W USA bazowy deflator PCE zniżkuje już od 4 miesięcy - w lutym wynosił jeszcze 1,8 proc. rdr.

Amerykańska Rezerwa Federalna oceniała do tej pory, że niższa presja inflacyjna w USA ma jedynie charakter tymczasowy. W komunikacie z ostatniego posiedzenia napisano jednak, iż Fed "uważnie monitoruje rozwój sytuacji inflacyjnej".
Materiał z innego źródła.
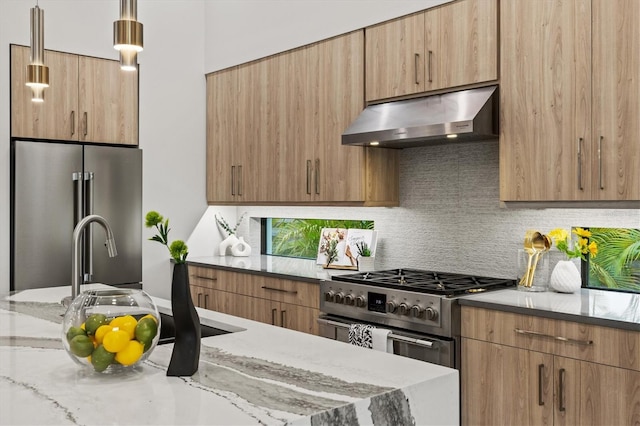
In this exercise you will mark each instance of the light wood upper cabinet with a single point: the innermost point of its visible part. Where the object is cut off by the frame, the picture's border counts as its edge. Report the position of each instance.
(452, 45)
(570, 75)
(527, 370)
(108, 102)
(274, 131)
(88, 99)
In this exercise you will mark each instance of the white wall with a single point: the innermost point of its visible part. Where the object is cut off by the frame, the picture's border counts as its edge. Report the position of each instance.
(239, 31)
(172, 106)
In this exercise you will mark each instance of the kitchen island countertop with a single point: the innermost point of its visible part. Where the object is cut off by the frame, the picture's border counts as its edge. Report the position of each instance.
(257, 374)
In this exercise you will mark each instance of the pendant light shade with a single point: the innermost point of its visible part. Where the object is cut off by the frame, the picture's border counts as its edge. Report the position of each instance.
(37, 71)
(127, 35)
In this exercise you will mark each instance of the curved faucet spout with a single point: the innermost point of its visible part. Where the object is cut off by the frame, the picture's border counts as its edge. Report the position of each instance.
(76, 270)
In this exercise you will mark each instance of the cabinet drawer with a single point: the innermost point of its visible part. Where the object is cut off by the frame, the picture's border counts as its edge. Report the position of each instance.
(570, 339)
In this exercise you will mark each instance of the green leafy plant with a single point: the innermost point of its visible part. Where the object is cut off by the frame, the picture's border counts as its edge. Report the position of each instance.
(363, 249)
(300, 237)
(618, 263)
(177, 249)
(332, 252)
(224, 225)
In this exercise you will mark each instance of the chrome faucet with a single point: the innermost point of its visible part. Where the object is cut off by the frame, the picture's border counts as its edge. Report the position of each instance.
(76, 271)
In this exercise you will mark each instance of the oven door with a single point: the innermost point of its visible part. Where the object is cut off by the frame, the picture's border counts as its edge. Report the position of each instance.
(423, 347)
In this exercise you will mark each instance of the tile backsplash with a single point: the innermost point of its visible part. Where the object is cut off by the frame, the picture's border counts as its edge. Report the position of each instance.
(450, 218)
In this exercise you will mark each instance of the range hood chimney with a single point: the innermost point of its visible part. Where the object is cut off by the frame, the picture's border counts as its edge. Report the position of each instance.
(467, 115)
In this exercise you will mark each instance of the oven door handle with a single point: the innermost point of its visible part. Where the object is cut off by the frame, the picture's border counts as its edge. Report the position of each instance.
(392, 336)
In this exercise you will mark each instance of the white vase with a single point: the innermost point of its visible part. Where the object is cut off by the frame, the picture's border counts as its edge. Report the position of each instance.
(565, 277)
(227, 243)
(241, 248)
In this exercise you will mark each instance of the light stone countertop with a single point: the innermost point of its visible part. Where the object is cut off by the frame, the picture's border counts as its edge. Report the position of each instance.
(590, 306)
(258, 374)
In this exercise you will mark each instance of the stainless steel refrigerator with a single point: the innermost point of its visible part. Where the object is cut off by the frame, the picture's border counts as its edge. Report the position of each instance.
(55, 185)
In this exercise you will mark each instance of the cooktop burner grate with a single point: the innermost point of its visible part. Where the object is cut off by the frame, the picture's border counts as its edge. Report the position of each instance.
(442, 283)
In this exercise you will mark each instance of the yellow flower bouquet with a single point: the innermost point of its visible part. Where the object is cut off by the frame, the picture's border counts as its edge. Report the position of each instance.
(581, 246)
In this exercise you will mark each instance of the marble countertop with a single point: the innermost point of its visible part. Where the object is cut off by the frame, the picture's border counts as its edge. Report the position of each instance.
(282, 267)
(590, 306)
(257, 374)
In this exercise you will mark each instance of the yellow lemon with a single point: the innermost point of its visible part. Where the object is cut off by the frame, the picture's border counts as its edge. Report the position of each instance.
(126, 322)
(101, 331)
(131, 353)
(115, 340)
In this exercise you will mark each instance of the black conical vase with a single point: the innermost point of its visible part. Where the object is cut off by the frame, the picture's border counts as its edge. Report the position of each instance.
(186, 349)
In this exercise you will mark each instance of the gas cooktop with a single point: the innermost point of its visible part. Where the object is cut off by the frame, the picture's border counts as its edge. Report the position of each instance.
(441, 283)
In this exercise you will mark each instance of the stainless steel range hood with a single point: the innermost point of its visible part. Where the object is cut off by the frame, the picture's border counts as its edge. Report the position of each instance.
(467, 115)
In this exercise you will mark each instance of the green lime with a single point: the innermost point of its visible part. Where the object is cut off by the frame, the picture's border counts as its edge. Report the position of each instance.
(75, 331)
(81, 346)
(101, 358)
(146, 330)
(93, 322)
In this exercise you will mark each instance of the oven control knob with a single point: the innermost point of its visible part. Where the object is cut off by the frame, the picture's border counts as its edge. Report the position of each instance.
(432, 314)
(328, 296)
(349, 300)
(391, 306)
(403, 309)
(416, 311)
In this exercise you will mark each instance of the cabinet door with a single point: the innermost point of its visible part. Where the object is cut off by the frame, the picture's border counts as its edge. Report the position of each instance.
(502, 385)
(545, 102)
(395, 58)
(616, 105)
(610, 395)
(55, 118)
(108, 102)
(299, 318)
(222, 135)
(461, 44)
(340, 170)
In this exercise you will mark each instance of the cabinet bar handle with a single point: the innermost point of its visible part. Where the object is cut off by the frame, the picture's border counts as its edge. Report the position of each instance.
(600, 162)
(540, 381)
(317, 176)
(580, 187)
(309, 177)
(280, 290)
(560, 338)
(561, 390)
(205, 278)
(233, 180)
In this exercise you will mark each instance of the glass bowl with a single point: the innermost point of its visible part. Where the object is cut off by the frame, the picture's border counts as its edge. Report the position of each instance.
(111, 330)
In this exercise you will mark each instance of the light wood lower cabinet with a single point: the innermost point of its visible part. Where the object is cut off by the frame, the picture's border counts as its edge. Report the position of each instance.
(511, 377)
(283, 303)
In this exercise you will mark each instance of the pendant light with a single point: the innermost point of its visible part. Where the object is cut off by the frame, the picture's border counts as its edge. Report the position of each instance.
(127, 35)
(37, 71)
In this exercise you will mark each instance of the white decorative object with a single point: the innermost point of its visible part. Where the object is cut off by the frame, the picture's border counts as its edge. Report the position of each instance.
(241, 248)
(565, 277)
(227, 243)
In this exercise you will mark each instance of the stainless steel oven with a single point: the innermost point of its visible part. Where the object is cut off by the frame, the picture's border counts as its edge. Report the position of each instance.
(419, 307)
(405, 343)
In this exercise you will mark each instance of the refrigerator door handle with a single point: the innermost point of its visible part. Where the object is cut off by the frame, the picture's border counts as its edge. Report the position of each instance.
(88, 235)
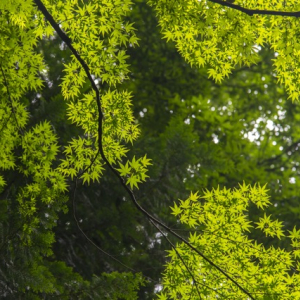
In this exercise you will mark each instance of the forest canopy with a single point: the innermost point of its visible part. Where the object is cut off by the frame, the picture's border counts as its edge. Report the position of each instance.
(112, 112)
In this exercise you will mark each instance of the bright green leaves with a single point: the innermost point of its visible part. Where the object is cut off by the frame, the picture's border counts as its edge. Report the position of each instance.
(219, 225)
(83, 159)
(269, 227)
(135, 171)
(210, 34)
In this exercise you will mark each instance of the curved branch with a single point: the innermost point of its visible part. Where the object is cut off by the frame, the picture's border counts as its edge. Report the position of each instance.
(68, 42)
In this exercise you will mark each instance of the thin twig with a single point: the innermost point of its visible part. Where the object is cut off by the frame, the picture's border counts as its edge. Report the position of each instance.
(68, 42)
(251, 12)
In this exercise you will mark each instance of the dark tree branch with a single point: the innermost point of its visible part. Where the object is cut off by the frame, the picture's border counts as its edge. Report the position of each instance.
(251, 12)
(68, 42)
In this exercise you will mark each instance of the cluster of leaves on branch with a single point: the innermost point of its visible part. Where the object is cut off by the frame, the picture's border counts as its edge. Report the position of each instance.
(98, 32)
(206, 33)
(44, 165)
(219, 223)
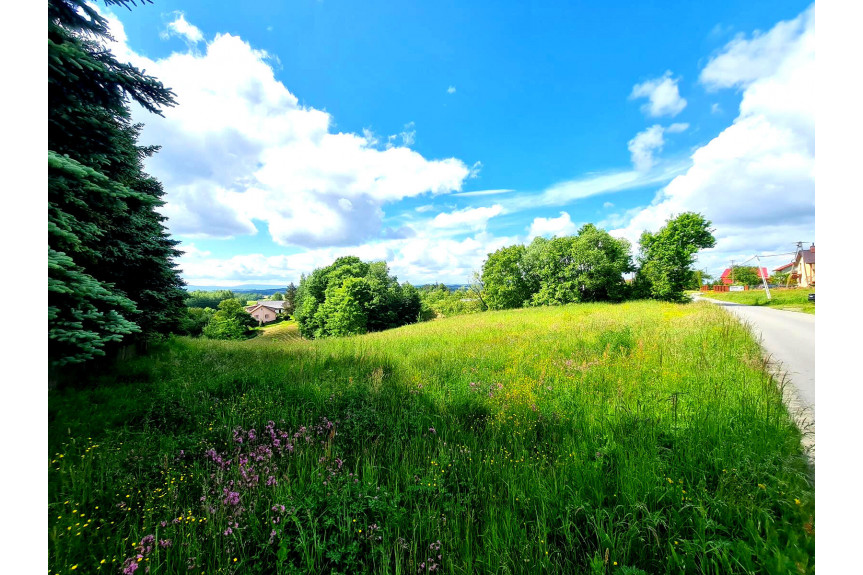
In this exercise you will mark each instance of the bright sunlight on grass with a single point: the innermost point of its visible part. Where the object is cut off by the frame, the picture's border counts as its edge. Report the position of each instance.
(787, 299)
(634, 438)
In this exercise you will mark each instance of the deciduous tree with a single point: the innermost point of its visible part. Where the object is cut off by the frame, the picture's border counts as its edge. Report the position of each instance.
(667, 256)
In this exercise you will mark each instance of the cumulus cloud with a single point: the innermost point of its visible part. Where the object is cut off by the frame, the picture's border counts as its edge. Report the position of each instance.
(239, 148)
(756, 180)
(564, 193)
(419, 259)
(746, 60)
(645, 143)
(547, 227)
(663, 96)
(180, 27)
(468, 218)
(484, 193)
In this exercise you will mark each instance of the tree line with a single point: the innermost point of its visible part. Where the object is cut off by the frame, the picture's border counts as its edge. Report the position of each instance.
(111, 271)
(112, 279)
(590, 266)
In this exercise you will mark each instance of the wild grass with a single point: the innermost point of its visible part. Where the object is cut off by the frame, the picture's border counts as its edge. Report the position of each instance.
(634, 438)
(787, 299)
Wydatki amerykańskich konsumentów w maju wzrosły o 0,1 proc. mdm wobec 0,4 proc. w IV. Dochody Amerykanów w maju wzrosły zaś o 0,4 proc. mdm, wobec wzrostu o 0,3 proc. mdm w poprzednim miesiącu. Ekonomiści spodziewali się wzrostu wydatków o 0,1 proc. mdm, a dochodów o 0,3 proc. mdm.

Niskie tempo wzrostu wydatków może sugerować, iż Amerykanie wstrzymują konsumpcję w oczekiwaniu na przyspieszenie wzrostu płac. Dochód rozporządzalny przeciętnego Amerykanina, skorygowany o inflację, w czerwcu wzrósł o 0,6 proc. mdm. Wydatki gospodarstw domowych odpowiadają za ok. 70 proc. gospodarki amerykańskiej.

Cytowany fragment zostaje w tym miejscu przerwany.